Swiftly after the War, U. S. railroads began to lose their 50-year-old transportation monopoly. To oil and gasoline pipe lines, trucks and government-subsidized barge lines, went their freight. To buses, airplanes and private cars went their passengers. Traditionally as reactionary as bankers, railmen were slow to reach for their thinking caps to cope with this new situation. An additional obstacle to concerted, thoughtful action was the industry's diversity of interests, there being almost as many railroads in the country as newspapers. In the fourth year of Depression, last week Pennsylvania R. R. introduced an elastic freight service, and Southeastern and Western roads did what they admittedly should have done 15 years ago--slashed passenger rates.

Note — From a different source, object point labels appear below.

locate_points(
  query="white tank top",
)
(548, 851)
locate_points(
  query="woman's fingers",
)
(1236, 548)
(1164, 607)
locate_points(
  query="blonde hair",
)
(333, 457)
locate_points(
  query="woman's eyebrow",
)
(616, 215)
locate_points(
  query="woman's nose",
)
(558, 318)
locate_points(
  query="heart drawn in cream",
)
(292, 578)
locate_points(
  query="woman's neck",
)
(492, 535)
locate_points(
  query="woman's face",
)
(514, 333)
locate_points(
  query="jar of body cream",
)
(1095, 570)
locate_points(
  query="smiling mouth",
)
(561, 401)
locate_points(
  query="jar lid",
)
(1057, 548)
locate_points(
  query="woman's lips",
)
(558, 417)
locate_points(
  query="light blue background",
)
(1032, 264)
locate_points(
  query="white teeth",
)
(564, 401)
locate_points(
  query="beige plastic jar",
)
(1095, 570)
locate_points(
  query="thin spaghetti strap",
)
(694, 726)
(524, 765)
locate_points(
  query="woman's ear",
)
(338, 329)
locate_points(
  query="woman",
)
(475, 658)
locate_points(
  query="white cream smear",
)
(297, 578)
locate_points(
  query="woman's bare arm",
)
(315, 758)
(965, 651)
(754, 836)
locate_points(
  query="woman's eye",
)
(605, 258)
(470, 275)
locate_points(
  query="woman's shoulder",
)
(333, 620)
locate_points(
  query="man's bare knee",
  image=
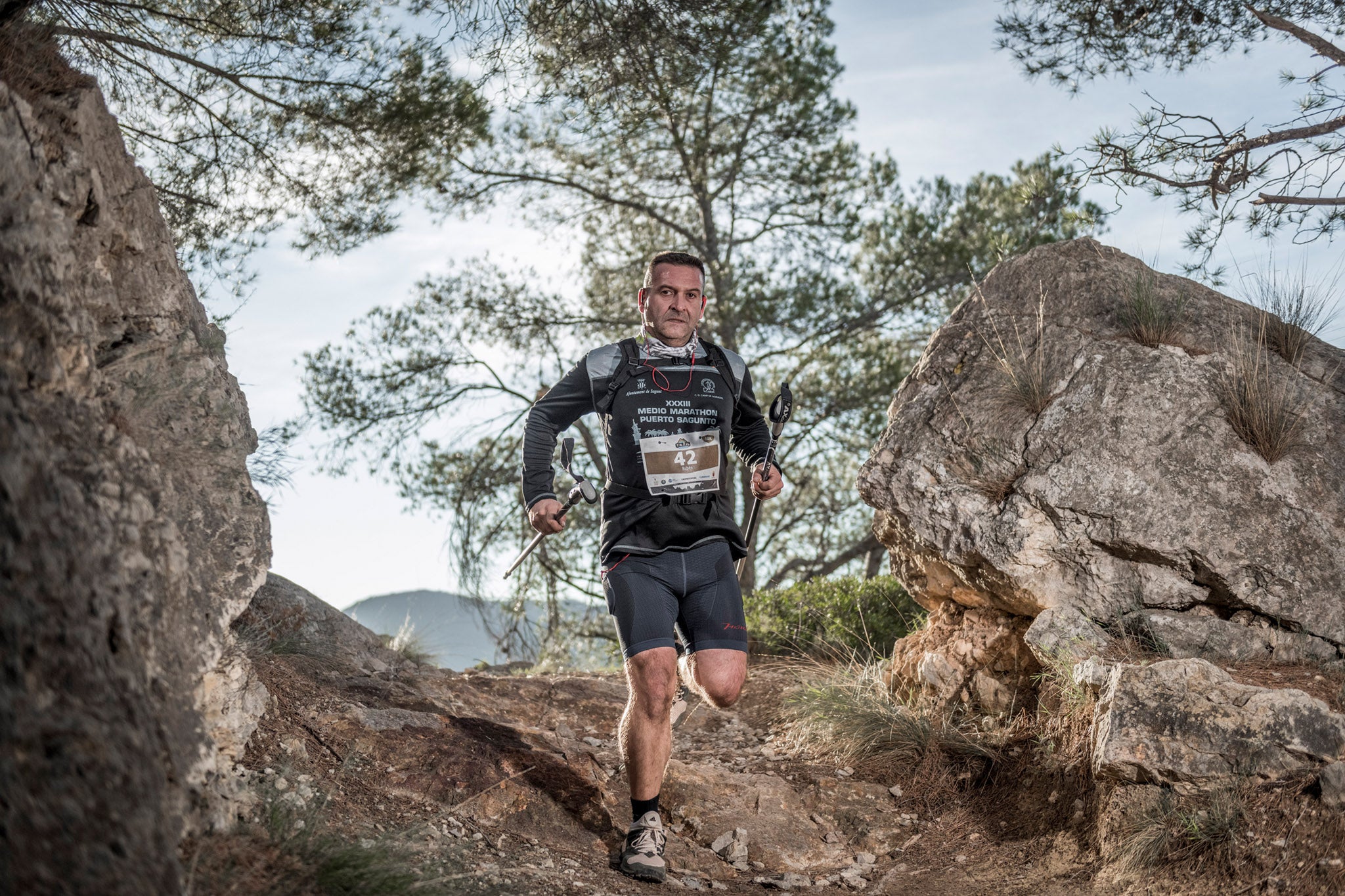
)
(653, 679)
(722, 694)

Year ago smart, genial Whitefoord Russel Cole's Louisville & Nashville applied to the Interstate Commerce Commission for a reduction in coach fare from 3.6-c- per mi. to 2-c- A few Western roads (TIME, Oct. 23). Mobile & Ohio, struggling in receivership between two rivers and five competitors, and Atlanta & West Point R. R. followed suit. Meantime, the Southern was experimenting on branch lines with a 1 1/2-c- coach fare. This line found that with base fares cut more than one-half, net earnings nevertheless increased appreciably. With these heartening precedents, more than 1,000 lines west of the Mississippi and south of the Ohio and Potomac applied for and received from I. C. C. permission for a 2-c- rate effective Dec. 1, Southern and Seaboard Airline reduced to 1 1/2-c-. These resurgent railroads happily announced that they can now carry passengers cheaper and faster than buses or private cars. Comparative fares :

Route Ry. ...............................Coach Fare & Time...................................................Bus Fare & Time

Washington-Atlanta ..........$ 9.58--16 1/2 hr........................................$16.65-- 23 hr.

Knoxville-Chattanooga .....$ 1.67-- 2 3/4hr..........................................$ 2.30-- 3 1/2hr.

Richmond-Miami ..................$15.59--25 1/4hr....................................$20.15-- 35 hr.

Chicago-San Francisco ..... $34.40--59 hr................................................$27.50--82 hr.

Los Angeles-San Francisco. ..$ 9.47--12 hr...............................................$10.00 --16 hr.

Omaha-Denver ..........................$10.75--14 1/2 hr................................ $11.00-- 23 1/4 hr.

St. Louis-El Paso....................... $24.44-- 32 hr........................................... $32.00--47 3/4hr.

New Orleans-Nashville. ............$12.23-- 15 hr............................................. $ 9.85-- 22 hr.

At the same time, Southeastern and Western roads dropped the 50% Pullman surcharge and reduced first-class (chair and sleeping car) fare from 3.6-c- a mi. to 3-c-. Eastern and Midwestern lines have so far failed to follow suit because passenger business is their chief source of revenue. Stung by the railroad's bid for passenger service, the Association of Motor Bus Operators appealed to President Roosevelt. Under threat of upsetting their NRA code cart the association demanded that the roads be prevented "from operating at ruinous rates designed to cripple or destroy highway transportation."